Apache Airflow’s “pinwheel” logo

Unleashing the power of TaskFlow API in Apache Airflow

Ferruzzi
Apache Airflow

--

Apache Airflow is an orchestration platform to programmatically author, schedule, and execute workflows. Workflows are built by chaining together Operators, building blocks that perform individual tasks, into a Directed Acyclic Graph (DAG). The TaskFlow API was introduced in Airflow 2.0 and is a wonderful alternative to PythonOperator. We are going to have a look at a few use cases where TaskFlow excels and see how it compares to writing a DAG using the traditional PythonOperator. If you are unfamiliar with the basics of writing a DAG in Apache Airflow 2, you may want to check out the Airflow Fundamental Concepts review on the Airflow Tutorials page or this Apache Airflow 2.0 Tutorial blog post to get the most of this blog post.

If you have used the PythonOperator with Airflow in the past, you will likely be wondering why change now? The TaskFlow API offers a number of benefits over the traditional PythonOperator. Some of the most obvious are:

  1. Reduced boilerplate code
  2. Intuitive data transfer between DAGs
  3. No unnecessary code for explicit dependency chain
  4. Simplified task instantiation

Side-by-Side Comparison

A note on code snippets: The code snippets below work in Airflow 2.4.0+. Older versions of Airflow may require some adjustments such as replacing schedule=None with schedule_interval=None in the DAG declarations.

Let’s use this sample Extract, Transform, and Load (ETL) DAG, which uses the traditional PythonOperator as our starting point.

import json
from datetime import datetime

from airflow import DAG
from airflow.models.baseoperator import chain
from airflow.operators.python import PythonOperator

def extract(ti=None, **kwargs):
"""
Pushes the estimated population (in millions) of
various cities into XCom for the ETL pipeline.
Obviously in reality this would be fetching this
data from some source, not hardcoded values.
"""
sample_data = {"Tokyo": 3.7, "Jakarta": 3.3, "Delhi": 2.9}
ti.xcom_push("city_populations", json.dumps(sample_data))


def transform(ti=None, **kwargs):
"""
Pulls the provided raw data from XCom and pushes
the name of the largest city in the set to XCom.
"""
raw_data = ti.xcom_pull(task_ids="extract", key="city_populations")
data = json.loads(raw_data)

largest_city = max(data, key=data.get)
ti.xcom_push("largest_city", largest_city)

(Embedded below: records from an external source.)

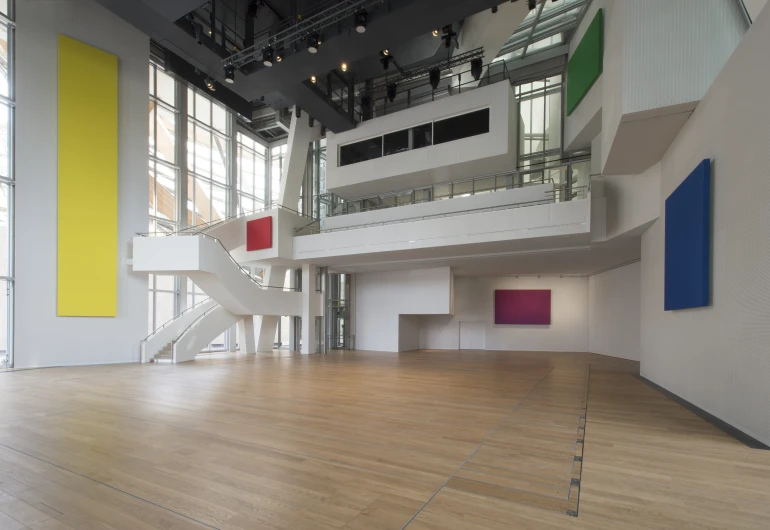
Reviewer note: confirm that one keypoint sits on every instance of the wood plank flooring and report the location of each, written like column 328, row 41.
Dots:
column 365, row 440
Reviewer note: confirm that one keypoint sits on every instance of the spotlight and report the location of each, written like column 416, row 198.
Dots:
column 252, row 9
column 392, row 92
column 312, row 43
column 435, row 77
column 366, row 108
column 267, row 57
column 476, row 66
column 360, row 22
column 230, row 74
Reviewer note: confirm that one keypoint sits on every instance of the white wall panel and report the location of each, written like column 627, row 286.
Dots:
column 42, row 338
column 614, row 312
column 675, row 50
column 474, row 302
column 382, row 298
column 488, row 153
column 718, row 357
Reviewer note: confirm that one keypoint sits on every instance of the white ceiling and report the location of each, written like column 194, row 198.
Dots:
column 575, row 260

def load(ti=None, **kwargs):
"""
Loads and prints the name of the largest city in
the set as determined by the transform.
"""
largest_city = ti.xcom_pull(task_ids="transform", key="largest_city")

print(largest_city)


with DAG(
dag_id="city_pop_etl_pythonoperator",
schedule=None,
start_date=datetime(2021, 1, 1),
catchup=False,
tags=["example"],
) as dag:

extract_task = PythonOperator(
task_id="extract",
python_callable=extract,
)

transform_task = PythonOperator(
task_id="transform",
python_callable=transform,
)

load_task = PythonOperator(
task_id="load",
python_callable=load,
)

chain(
extract_task,
transform_task,
load_task,
)

Admittedly, the DAG above is oversimplified for a real ETL job, but it is fully functional — if you copy and paste it into your Airflow environment, it will run — and it should be enough of a starting point to show what TaskFlow can do for you. We simulate fetching a dictionary containing city names and their respective population in extract_task, pushing the name of the city with the largest population from the set into XCom in transform_task, then pull the value from XCom and print it to the task log in load_task.

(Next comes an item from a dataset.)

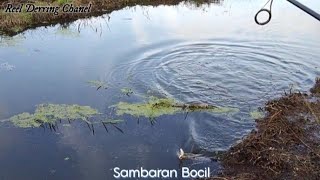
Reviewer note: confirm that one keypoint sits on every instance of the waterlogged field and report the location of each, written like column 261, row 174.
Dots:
column 131, row 88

Next, we will look at the same DAG rewritten to make use of TaskFlow methods.

import json
from datetime import datetime

from airflow import DAG
from airflow.decorators import task

@task
def extract():
"""
Pushes the estimated population (in millions) of
various cities into XCom for the ETL pipeline.
Obviously in reality this would be fetching this
data from some source, not hardcoded values.
"""
sample_data = {"Tokyo": 3.7, "Jakarta": 3.3, "Delhi": 2.9}
return json.dumps(sample_data)


@task
def transform(raw_data: str):
"""
Loads the provided raw data from XCom and pushes
the name of the largest city in the set to XCom.
"""
data = json.loads(raw_data)

largest_city = max(data, key=data.get)
return largest_city


@task
def load(largest_city):
"""
Prints the name of the largest city in
the set as determined by the transform.
"""
print(largest_city)


with DAG(
dag_id="city_pop_etl_taskflow",
schedule=None,
start_date=datetime(2021, 1, 1),
catchup=False,
tags=["example"],
) as dag:

extracted_data = extract()
largest_city = transform(extracted_data)
load(largest_city)
A side by side diff between the last two code snippets.

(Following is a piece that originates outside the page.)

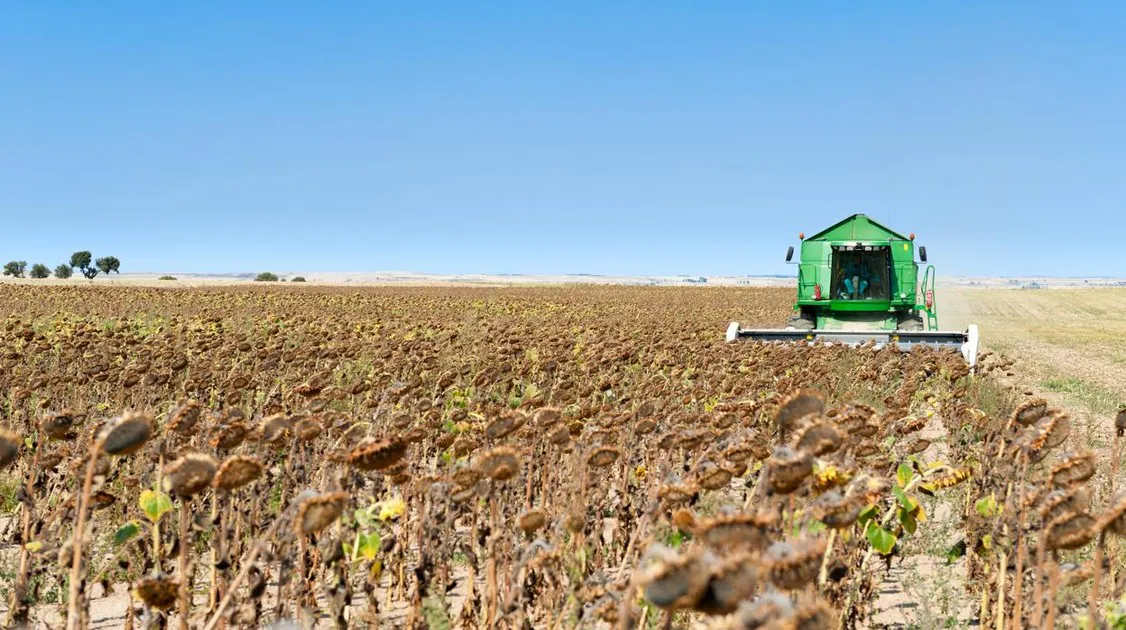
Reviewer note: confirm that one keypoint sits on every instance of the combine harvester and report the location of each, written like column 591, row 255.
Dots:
column 857, row 282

Both of these DAGs perform the same task, but there are a few differences you will notice immediately. One thing that jumps out when viewed side by side is how much repetitive code has been trimmed out. The DAG on the right which uses TaskFlow is 28% shorter! The XCom interactions have been completely abstracted away as well, making the remaining code much easier to understand. Writing a python task looks and feels like “normal python” now. The dependency chain is now constructed implicitly based on how the tasks create and consume inputs and outputs, so the explicit declaration at the end has also been abstracted away. If you load both of these DAGs into Airflow, their dependency graphs are identical. The TaskFlow API is smart enough to determine the dependency chain based on which values are being passed to future tasks. You might also notice that each of the PythonOperators in the DAG on the left declared a task_id and those are gone now. The @task decorator assigns the name of the method it decorates as the task_id by default. In the code snippet below, both of the tasks are functionally identical. The task_id=”cleanup” is implied in the first one and handled behind the scenes.

@task
def cleanup():
...

@task(task_id="cleanup")
def cleanup():
...

You can overwrite that and include other BaseOperator parameters in the task decorator if you wish. For example:

@task(task_id="teardown_task", trigger_rule=TriggerRule.ALL_DONE)
def cleanup():
...

As mentioned above, from this simple example we can already see more concise and simplified code.

Multiple XCom Values

What about returning multiple values? What if I wanted transform() to return both the city name and the population? With the old method it is possible to add one or more ti.xcom_push() like this:

def transform(ti=None, **kwargs):
raw_data = ti.xcom_pull(task_ids="extract", key="city_populations")
data = json.loads(raw_data)

largest_city = max(data, key=data.get)
ti.xcom_push("largest_city_name", largest_city)
ti.xcom_push("largest_city_population", data[largest_city])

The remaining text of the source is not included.